LXXXII-LXXXIV


Who remembers the Man-Kzin Wars?
They set the standard for humanity as the universe’s psychopaths.
   

LXXXII.

Our youngest daughter hit age ten today;
she asked my wife to bake for her a cake.
At her request, we had Chinese buffet
with options to avoid a bellyache.

My Mother sent her gifts that she unwrapped
then after school we took the highway down.
We witnessed her attention growing rapt
as we stopped by the best bookstore in town.

We let her hunt at leisure through the shelves
collecting half a dozen weighty tomes.
We didn’t purchase any for ourselves
but helped her carry hers where’re she’d roam.

So once again she has a mighty stack
to keep her busy until we go back.


LXXXIII.

He knows and calls each star by its own name—
now there’s a thought that sticks within my head.
A trillion stellar masses, none the same,
that burn a billion years before they’re dead.

Imagine infinite attentive love
that never bores or drifts or tires out,
as though each star were all alone above,
as though its purpose never were in doubt.

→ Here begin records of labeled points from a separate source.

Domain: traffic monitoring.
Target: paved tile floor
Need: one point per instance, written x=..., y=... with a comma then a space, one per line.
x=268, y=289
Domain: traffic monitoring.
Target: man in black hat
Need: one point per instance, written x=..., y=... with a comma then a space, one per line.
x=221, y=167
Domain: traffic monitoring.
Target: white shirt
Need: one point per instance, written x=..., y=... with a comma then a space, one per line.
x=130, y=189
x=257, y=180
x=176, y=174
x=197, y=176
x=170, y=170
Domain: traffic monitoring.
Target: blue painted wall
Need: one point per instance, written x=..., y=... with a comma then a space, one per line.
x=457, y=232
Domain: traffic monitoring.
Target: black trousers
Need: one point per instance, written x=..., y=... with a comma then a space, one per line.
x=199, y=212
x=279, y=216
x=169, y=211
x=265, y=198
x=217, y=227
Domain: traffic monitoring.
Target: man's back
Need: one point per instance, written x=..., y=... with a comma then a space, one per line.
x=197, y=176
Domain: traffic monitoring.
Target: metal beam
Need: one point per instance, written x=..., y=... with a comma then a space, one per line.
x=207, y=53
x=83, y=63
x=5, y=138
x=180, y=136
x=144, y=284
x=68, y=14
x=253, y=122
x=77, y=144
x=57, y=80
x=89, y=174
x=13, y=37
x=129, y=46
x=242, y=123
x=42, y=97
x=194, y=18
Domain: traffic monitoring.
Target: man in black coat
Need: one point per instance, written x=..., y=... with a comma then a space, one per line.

Such love-and-knowledge permeates the light
and saturates each photon with its being,
a fathomless awareness burning bright
which brings to life the very thing that’s seen.

The eye of God that penetrates each star
can kindle there a spirit from afar.


At this point I took a weeklong break,
and came back with a new rhyme scheme
inspired by Christina Rosetti.


LXXXIV.

For decades Star Trek’s popular appeal
has been the dream: utopia to come.
Still, on occasion storylines succumb
to darker themes that challenge this ideal.

The Federation has quite close at hand
technologies suppressed and off the books
so that if they their morals had forsook
no enemy against Starfleet could stand.

The science fiction trope I most enjoy
is humans as a species all gone mad
with weapons no sane aliens employ.

The universe’s lone psychotic ape
is always brewing up some new doodad
of horror leaving sentient life agape.